We now discuss the results of the analysis in detail.
Correlation between different protein properties
Some of the protein properties we consider are strongly correlated (see Table S1). For example, different measures of codon preference towards the major tRNA isoacceptors, such as CAI, CB, and FOP, are highly correlated (r = 0.83–0.97). Length and molecular weight of proteins are, in practice, equivalent. Protein and mRNA abundance show a correlation of r = 0.56. Protein abundance is also positively correlated to CAI, to CB and to FOP (r = 0.53–0.54), and to mRNA abundance under basal growth conditions (r = 0.60–0.64). Similarly, average amino acid cost (ACPA) is highly correlated to aromaticity (r = 0.84), because the most expensive amino acids are aromatic. Thus, if a protein has a high percentage of aromatic amino acids (which is proportional to aromaticity) it will have a larger average cost per amino acid than proteins with lower percentage of aromatic amino acids.

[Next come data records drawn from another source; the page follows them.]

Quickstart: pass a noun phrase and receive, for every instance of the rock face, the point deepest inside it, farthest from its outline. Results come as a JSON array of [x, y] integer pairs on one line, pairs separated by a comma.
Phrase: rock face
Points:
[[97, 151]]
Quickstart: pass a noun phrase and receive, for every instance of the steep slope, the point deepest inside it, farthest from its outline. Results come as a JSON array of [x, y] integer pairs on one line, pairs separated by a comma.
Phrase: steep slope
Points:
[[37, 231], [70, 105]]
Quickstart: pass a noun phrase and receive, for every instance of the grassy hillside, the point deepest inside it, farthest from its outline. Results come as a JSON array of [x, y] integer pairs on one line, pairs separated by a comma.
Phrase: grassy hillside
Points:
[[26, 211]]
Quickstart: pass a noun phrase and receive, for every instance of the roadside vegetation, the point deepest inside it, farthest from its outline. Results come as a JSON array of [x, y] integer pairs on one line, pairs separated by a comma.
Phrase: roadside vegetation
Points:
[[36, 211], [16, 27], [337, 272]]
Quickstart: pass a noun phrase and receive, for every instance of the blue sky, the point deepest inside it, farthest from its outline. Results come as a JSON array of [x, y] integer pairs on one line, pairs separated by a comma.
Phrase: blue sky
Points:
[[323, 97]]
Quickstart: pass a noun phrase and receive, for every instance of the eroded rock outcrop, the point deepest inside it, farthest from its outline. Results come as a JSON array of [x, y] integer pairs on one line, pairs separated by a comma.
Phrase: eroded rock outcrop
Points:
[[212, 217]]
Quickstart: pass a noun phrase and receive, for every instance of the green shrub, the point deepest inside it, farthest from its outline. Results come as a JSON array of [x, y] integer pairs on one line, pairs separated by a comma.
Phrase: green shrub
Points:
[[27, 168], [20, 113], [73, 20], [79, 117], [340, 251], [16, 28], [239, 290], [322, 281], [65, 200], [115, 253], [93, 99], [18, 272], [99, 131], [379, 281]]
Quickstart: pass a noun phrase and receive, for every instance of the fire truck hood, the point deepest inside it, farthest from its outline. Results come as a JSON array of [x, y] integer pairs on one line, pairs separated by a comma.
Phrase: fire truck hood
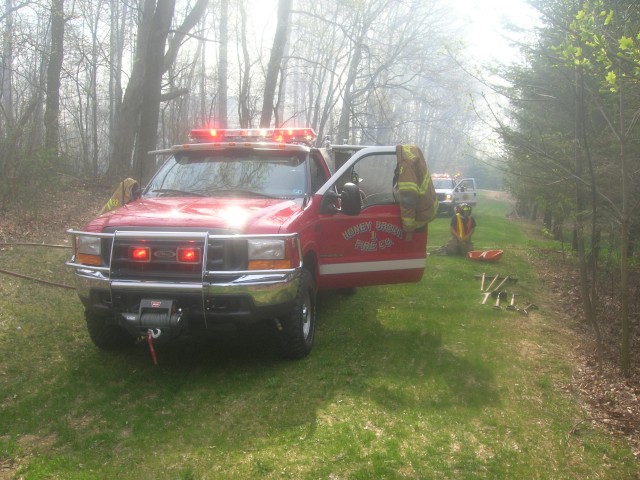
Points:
[[250, 215]]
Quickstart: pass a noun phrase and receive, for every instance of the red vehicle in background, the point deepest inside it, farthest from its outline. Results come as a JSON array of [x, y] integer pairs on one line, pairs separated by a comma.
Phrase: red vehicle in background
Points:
[[241, 227]]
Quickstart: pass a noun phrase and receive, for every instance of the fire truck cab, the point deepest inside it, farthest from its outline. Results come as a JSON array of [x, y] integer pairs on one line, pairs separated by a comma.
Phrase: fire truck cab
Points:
[[240, 227]]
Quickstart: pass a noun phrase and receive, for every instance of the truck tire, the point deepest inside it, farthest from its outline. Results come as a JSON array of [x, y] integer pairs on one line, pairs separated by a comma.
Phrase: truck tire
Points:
[[107, 336], [298, 327]]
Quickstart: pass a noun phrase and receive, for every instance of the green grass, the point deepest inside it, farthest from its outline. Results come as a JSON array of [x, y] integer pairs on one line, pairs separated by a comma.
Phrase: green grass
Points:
[[409, 381]]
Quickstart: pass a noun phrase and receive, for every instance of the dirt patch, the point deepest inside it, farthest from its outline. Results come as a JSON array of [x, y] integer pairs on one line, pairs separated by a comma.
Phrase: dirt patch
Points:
[[47, 219]]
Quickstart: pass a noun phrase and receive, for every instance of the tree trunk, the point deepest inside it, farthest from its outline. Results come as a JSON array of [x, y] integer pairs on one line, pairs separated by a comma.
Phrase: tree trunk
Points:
[[136, 129], [244, 101], [150, 101], [223, 66], [54, 67], [6, 74], [277, 51], [581, 207]]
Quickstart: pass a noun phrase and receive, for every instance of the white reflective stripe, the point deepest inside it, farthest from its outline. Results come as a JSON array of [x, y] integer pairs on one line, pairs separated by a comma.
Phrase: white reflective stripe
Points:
[[363, 267]]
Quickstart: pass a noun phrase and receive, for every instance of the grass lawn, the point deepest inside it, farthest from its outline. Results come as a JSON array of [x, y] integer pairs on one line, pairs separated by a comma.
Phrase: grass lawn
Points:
[[406, 381]]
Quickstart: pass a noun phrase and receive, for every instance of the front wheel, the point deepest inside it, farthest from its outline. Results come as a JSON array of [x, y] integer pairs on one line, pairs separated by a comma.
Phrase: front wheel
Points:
[[298, 326], [107, 336]]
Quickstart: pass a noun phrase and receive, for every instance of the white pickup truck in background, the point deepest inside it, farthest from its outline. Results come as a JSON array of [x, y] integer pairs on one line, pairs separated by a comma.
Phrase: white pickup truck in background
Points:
[[452, 190]]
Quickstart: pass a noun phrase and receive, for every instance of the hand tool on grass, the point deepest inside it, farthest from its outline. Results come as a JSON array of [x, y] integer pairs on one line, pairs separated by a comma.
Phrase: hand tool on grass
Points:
[[512, 305], [493, 281], [499, 297]]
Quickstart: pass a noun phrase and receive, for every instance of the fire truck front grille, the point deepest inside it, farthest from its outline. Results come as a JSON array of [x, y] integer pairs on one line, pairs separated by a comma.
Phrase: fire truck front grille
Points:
[[225, 255]]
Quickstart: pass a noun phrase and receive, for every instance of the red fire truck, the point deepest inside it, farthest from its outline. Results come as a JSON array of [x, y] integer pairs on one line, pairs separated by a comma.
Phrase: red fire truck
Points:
[[239, 227]]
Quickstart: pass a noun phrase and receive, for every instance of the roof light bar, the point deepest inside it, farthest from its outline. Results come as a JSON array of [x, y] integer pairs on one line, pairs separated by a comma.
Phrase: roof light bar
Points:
[[277, 135]]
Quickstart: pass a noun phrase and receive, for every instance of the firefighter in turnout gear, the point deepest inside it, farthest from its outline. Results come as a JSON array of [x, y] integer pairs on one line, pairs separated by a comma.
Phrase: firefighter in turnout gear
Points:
[[462, 227], [414, 189]]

Relation between changes in gene expression and protein properties
The only type of data that is available for both, the entire genome and a comprehensive set of yeast adaptive responses, is gene expression data from microarray experiments ,. Thus, in order to search for trends between the adaptive responses and the protein properties, we analyze how the value of those properties is related to the changes in gene expression during the response. We analyze microarray data for fourteen stress responses and two control conditions (change in carbon source — C Source — and return to basal conditions after osmotic shock — ↓Sorbitol).
Correlations between gene expression and protein properties.

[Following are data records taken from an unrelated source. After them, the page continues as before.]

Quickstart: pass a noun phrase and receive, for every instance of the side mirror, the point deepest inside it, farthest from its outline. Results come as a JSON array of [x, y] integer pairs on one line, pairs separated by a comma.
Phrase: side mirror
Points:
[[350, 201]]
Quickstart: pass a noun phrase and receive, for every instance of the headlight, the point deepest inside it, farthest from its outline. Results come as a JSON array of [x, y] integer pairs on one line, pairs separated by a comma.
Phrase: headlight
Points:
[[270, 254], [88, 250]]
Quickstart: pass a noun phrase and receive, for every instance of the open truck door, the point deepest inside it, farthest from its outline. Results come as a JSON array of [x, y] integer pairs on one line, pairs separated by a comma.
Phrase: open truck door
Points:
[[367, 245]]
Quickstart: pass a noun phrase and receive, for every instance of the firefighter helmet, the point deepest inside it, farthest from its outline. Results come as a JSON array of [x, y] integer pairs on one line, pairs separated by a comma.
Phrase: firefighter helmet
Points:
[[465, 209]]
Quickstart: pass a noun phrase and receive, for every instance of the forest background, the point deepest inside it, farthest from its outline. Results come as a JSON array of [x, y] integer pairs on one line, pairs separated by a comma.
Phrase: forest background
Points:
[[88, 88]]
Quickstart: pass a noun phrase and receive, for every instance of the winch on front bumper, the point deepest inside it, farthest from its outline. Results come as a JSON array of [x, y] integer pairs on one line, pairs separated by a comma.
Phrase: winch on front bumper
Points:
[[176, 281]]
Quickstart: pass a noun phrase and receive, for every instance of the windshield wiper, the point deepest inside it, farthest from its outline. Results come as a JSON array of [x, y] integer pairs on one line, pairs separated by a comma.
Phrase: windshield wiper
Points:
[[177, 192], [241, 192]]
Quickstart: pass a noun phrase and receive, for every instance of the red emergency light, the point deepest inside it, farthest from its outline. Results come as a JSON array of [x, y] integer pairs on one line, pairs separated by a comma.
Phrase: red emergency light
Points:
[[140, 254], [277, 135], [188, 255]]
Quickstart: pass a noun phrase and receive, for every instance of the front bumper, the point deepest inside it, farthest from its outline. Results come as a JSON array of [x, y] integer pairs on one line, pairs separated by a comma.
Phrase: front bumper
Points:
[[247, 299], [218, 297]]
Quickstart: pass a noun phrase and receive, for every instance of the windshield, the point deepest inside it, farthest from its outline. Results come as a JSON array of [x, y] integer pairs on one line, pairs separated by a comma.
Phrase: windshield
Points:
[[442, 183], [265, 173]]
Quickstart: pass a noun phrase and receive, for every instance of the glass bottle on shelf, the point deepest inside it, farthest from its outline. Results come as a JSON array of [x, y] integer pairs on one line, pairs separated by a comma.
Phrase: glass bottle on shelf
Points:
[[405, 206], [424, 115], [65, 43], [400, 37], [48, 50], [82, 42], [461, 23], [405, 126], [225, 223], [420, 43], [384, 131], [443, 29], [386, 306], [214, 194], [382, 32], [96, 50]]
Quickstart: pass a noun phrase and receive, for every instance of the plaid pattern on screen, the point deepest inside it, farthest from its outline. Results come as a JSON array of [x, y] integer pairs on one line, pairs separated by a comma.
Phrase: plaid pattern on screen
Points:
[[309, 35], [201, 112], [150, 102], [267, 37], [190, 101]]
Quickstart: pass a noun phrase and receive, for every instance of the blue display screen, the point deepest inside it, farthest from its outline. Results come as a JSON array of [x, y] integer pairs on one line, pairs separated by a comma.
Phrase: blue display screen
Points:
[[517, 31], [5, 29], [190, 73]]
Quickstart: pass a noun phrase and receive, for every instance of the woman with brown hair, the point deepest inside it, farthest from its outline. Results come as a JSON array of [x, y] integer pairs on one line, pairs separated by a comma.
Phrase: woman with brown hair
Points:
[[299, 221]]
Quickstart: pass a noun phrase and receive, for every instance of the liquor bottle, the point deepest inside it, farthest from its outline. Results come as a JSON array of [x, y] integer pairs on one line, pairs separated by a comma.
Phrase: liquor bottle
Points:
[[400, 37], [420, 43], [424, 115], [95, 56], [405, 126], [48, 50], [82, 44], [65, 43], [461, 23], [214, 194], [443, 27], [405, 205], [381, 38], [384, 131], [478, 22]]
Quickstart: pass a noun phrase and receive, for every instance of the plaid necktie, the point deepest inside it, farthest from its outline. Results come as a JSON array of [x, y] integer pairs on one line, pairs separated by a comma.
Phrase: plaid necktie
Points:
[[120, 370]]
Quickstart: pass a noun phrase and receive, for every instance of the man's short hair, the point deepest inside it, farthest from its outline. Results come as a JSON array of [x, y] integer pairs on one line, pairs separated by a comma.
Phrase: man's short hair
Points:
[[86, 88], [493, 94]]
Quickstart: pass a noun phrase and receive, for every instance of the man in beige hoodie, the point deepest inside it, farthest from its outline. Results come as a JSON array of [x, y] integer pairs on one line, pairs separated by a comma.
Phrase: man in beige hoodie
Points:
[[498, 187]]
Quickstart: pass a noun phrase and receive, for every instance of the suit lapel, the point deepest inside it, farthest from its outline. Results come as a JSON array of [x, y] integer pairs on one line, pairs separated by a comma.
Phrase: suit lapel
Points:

As a first step in the analysis of the relationship between changes in gene expression and each of the different protein properties, we evaluate how the maximum change in mRNA level for the microarray data of each stress response correlates to the property of interest. This is done by calculating the Spearman rank correlation coefficient. Upregulated and downregulated genes are analyzed independently. The results are summarized in Figure 1.

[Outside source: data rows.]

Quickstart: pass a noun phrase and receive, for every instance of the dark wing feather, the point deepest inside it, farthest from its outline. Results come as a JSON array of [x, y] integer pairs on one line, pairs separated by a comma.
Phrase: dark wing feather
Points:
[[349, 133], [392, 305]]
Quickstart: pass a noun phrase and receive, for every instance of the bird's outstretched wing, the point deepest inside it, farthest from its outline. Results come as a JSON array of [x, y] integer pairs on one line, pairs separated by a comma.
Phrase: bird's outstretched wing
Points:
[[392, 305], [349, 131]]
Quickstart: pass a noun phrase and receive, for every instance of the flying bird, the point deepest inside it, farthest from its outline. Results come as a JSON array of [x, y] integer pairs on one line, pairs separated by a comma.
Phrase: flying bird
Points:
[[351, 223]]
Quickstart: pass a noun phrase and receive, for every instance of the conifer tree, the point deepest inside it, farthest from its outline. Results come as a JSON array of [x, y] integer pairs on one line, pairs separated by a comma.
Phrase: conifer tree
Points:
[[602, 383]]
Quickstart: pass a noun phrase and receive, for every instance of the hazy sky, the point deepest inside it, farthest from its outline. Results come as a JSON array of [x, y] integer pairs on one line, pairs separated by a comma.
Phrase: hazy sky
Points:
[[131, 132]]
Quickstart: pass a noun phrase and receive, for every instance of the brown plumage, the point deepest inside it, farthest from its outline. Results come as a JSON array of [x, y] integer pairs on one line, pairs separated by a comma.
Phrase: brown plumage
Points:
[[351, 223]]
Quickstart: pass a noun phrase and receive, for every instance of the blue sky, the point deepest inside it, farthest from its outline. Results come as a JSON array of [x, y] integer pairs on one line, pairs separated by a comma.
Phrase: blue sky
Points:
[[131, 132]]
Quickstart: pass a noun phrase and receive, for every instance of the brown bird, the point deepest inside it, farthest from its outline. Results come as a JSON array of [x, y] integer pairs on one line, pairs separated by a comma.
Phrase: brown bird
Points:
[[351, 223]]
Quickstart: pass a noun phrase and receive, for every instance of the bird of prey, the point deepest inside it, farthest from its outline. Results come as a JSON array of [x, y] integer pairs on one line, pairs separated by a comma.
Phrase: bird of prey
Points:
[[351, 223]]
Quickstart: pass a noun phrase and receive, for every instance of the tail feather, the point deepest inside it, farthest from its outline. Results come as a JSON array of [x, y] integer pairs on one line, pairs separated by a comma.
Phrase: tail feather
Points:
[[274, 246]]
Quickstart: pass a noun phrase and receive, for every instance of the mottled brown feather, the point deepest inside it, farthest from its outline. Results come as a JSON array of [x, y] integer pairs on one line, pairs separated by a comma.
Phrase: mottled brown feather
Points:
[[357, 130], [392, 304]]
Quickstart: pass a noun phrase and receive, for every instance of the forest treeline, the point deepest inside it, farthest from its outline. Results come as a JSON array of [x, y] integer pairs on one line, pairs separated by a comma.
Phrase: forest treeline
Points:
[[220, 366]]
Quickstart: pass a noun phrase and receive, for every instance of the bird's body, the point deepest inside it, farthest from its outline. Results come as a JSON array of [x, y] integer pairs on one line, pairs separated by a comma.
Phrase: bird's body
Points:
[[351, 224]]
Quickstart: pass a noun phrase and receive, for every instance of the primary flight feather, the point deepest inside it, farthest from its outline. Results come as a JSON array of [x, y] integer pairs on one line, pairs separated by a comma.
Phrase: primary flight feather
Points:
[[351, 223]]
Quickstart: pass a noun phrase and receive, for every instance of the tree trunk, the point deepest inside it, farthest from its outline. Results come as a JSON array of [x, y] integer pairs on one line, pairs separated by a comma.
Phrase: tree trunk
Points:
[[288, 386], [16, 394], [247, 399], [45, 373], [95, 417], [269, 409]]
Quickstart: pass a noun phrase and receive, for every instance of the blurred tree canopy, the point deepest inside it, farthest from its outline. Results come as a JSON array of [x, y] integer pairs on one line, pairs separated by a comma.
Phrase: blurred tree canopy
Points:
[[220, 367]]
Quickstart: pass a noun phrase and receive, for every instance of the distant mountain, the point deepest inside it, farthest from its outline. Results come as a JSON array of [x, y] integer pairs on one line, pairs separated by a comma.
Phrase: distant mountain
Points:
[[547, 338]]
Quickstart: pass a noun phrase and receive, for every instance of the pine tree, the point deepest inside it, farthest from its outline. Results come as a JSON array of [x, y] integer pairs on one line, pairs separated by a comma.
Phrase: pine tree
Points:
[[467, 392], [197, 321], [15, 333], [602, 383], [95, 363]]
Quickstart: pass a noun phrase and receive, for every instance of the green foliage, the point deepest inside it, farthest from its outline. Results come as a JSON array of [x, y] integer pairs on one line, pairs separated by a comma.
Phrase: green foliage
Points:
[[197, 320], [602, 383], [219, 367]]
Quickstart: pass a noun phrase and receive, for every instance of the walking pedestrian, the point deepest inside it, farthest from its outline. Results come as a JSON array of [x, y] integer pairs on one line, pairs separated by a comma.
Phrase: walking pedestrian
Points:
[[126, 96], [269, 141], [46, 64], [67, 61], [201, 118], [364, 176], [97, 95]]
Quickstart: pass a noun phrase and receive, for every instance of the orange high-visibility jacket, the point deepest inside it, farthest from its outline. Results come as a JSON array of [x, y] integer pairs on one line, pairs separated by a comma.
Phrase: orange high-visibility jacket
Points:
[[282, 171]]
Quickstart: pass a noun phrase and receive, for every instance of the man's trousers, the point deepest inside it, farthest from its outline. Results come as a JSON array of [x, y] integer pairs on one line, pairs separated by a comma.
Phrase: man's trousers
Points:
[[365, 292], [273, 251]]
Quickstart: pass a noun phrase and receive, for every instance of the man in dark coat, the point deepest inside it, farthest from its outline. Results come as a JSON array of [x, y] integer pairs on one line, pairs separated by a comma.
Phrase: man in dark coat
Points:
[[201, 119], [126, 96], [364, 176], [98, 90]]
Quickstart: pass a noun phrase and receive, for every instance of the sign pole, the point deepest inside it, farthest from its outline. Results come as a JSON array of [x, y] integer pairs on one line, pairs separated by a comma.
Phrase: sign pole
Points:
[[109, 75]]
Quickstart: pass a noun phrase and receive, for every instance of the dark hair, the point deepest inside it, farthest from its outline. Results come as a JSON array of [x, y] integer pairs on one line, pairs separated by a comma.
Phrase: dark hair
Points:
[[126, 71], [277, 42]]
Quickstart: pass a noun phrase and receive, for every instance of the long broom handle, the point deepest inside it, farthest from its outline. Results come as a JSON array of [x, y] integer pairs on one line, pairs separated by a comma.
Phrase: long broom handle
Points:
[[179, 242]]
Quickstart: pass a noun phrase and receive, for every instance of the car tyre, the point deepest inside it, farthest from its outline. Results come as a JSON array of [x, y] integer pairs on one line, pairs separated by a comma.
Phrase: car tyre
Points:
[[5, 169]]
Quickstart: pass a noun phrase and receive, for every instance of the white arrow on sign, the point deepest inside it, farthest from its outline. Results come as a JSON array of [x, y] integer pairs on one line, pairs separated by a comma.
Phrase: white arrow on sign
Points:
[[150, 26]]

Only the results with statistical significance (p<0.05) are shown. Green bars correspond to upregulation. Purple bars correspond to downregulation.
Those results reveal substantial diversity in the properties of the proteins that are induced or repressed during the various responses to stress. Despite this, for most adaptive responses we found a similar pattern for the relationship between changes in gene expression and protein abundance, protein length, codon adaptation index, or mRNA abundance. The value for each of these properties tends to decrease if the gene is more upregulated and increase if the gene is more downregulated.
In 11 stress responses, the most upregulated proteins tend to be less abundant under basal conditions. In 15 stress responses, the more downregulated proteins tend to be more abundant under basal conditions. As expected because of the high correlation between protein abundance and CAI or basal mRNA abundance, the correlation between these properties and changes in gene expression is similar to those for abundance. Surprisingly, and although abundance and length are negatively correlated (Table S1) we find that in 11 cases the most upregulated proteins tend to be short and that in 9 cases the most upregulated tend to be large.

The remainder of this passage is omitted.